When Bolton resident Bob Moalli could not find a local sports program for his son, he decided to start one of his own.
Four years ago, Moalli’s son, who struggles with social issues, was taking well to a special sports program in Sudbury, and Moalli and his wife were happy to find an outlet for their son to socialize with other children. However, the Moallis wanted to find something closer.
“We wanted to be able to meet people in our community that were struggling with the same challenges,” said Moalli. “We set about asking questions as to whether or not there were people interested in building this.”
This led him to Joan Finger, a Bolton resident and chairperson of the Nashoba Regional School District Special Education PAC program, who was enthusiastic about the idea of starting a local sports program for special athletes. Calling it Nashoba Unified, they set up a basketball season at the Emerson building in Bolton. Rather than focus on athletics and competition, they centered it on partnering special needs kids with volunteers and in doing so, creating lasting social bonds.
It was a success, and Moalli and Finger added a fall soccer season a year later. For that, they enlisted the help of Jim Henry of Stow. Henry had been active in Stow’s soccer program and initially thought they were just looking for help getting started.
“I thought I was going to help facilitate fields and a few soccer balls.
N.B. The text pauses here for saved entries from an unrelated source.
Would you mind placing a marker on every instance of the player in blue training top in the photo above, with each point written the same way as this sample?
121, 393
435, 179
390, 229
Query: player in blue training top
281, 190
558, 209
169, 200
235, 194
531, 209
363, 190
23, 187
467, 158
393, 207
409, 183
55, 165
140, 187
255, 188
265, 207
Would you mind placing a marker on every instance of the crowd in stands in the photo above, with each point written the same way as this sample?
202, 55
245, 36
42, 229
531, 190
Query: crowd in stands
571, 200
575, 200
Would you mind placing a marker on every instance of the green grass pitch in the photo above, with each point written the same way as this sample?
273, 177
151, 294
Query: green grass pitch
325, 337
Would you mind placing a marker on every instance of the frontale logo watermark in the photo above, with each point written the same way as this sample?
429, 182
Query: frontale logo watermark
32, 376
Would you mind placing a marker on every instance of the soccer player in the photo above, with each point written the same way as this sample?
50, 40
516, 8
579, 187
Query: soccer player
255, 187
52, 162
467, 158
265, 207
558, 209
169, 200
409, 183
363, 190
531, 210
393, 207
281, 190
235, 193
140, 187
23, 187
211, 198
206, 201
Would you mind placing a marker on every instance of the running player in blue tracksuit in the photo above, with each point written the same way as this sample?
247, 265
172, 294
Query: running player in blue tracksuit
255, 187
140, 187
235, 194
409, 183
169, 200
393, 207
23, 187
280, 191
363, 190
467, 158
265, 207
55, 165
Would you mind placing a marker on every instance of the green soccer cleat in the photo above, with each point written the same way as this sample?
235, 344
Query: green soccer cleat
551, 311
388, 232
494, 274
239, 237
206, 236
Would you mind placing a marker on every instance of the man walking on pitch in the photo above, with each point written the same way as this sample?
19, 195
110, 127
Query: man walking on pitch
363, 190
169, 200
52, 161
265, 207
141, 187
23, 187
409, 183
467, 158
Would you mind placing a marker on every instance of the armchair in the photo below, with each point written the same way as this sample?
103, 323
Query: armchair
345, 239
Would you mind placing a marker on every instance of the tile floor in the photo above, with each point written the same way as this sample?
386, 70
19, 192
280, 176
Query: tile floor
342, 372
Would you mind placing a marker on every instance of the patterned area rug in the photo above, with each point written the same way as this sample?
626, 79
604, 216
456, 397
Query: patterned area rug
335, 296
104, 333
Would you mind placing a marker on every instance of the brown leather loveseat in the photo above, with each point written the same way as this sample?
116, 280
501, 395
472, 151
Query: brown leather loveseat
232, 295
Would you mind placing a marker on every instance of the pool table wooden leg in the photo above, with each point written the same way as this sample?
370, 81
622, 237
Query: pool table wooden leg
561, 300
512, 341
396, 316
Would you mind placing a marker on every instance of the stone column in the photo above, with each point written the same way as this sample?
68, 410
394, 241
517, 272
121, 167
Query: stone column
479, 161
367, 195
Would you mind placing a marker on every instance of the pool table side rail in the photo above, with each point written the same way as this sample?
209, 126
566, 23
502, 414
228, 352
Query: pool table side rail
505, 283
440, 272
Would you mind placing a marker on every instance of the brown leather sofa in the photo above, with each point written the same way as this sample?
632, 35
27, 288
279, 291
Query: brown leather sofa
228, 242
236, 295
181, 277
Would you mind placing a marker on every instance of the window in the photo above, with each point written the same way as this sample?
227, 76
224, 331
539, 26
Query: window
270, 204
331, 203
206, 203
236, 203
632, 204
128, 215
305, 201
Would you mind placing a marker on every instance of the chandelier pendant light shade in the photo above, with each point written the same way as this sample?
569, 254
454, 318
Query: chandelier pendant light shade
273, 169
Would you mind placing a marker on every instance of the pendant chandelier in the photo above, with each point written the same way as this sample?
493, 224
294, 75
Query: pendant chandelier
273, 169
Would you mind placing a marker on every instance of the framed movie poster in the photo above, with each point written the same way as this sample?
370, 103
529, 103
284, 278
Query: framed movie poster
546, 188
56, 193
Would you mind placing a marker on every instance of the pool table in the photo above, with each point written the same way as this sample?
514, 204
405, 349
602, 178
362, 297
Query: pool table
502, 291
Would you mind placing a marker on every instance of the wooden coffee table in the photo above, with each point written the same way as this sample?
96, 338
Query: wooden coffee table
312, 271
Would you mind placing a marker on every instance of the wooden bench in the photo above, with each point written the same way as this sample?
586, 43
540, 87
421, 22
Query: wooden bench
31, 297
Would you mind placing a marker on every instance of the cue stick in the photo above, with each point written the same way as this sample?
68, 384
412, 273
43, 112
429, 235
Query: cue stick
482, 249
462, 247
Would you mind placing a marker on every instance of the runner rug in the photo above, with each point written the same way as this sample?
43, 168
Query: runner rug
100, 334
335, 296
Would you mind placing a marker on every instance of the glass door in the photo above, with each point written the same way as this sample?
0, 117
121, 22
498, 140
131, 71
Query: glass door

Showed up there the first day of practice and Bob’s like ‘OK, what are we doing.’ I started coaching from there,” Henry said.
Since then, Henry has become a vital and energetic part of both the weekly soccer sessions at the Stow Community Park and the basketball season, even getting his two sons, Jimmy, 13, and Keven, 11, involved and sharing their father’s enthusiasm.
“Now that they’ve formed relationships with the kids, they love it,” Henry said.
Sam Shepherd, a senior at the Bromfield School in Harvard, is another volunteer at Nashoba Unified. Though he is only two weeks into his first season with the program, he has had past experience coaching kids, experience that’s proving to be useful on the fields.
“Sometimes, you just take a different approach to get what you’re trying to teach across. I think it’s pretty fun,” Sam said.
For Mike and Melissa Clericuzio of Clinton, Nashoba Unified has been a joy for both them, their daughter Lacey, 11, who is deaf, and their son Cole, 10, who volunteers. After Clinton’s soccer team didn’t work for Lacey, the Celericuzios enrolled her in a program in Clinton, similar to Nashoba Unified. Unfortunately, the Clinton program began to sputter and when Cole heard about Nashoba Unified at school, they decided to try it.
“Within the very first day we felt very welcome by everybody — by the parents, by the kids, and the faculty of the Unified program,” said Mike Clericuzio.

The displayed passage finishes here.